Unraveling the major role of vascular (R2') contributions to R2* signal relaxation at ultra-high-field MRI: A comprehensive analysis with quantitative gradient recalled echo in mouse brain.

PURPOSE

Ultra-high-field (UHF) R2* relaxometry is often used for in vivo analysis of biological tissue microstructure without accounting for vascular contributions to R2* signal, that is, the BOLD signal component, and magnetic field inhomogeneities.

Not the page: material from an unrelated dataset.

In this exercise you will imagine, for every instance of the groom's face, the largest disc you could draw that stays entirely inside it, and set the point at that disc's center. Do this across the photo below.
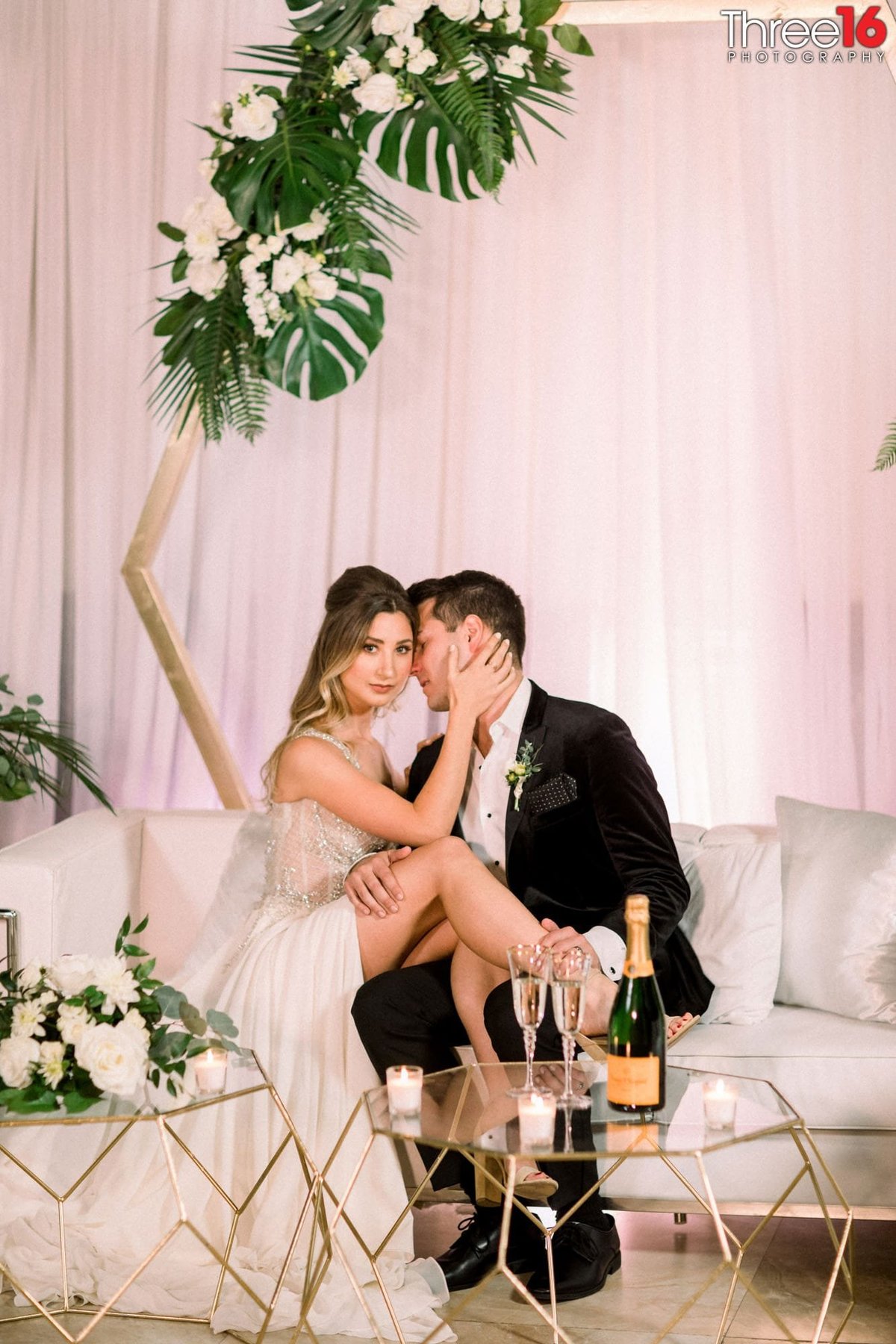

These effects are especially important at UHF as their contribution to R2* scales linearly with magnetic field. Our study aims to report on the results of separate contributions of R2t* (tissue-specific sub-component) and R2' (vascular BOLD sub-component), corrected for the adverse effects of magnetic field inhomogeneities, to the total R2* signal at in vivo UHF MRI of mouse brain.

METHODS

Four healthy, 8-week-old C57BL/6J mice were imaged in vivo with multi-gradient echo MRI at 9.4 T and analyzed using the quantitative gradient recalled echo (qGRE) approach. A segmentation protocol was established using the Dorr Mouse Brain Atlas and ANTs Syn registration to warp template brain region labels to subject qGRE maps.

RESULTS

By separating R2' contribution from R2* signal, we have established normative R2t* data in mouse brain. Our findings revealed significant contributions of R2' to R2*, with approximately 42% of the R2* signal arising from vascular contributions, thus suggesting the R2t* as a more accurate metric for quantifying tissue microstructural information and its changes in neurodegenerative diseases.

CONCLUSION

qGRE approach allows efficient separation of tissue microstructure-specific (R2t*), vascular BOLD (R2'), and background gradients contributions to the total R2* relaxation at UHF MRI. Due to low concentration of non-heme iron in mouse brain, major contribution to R2t* results from tissue cellular components.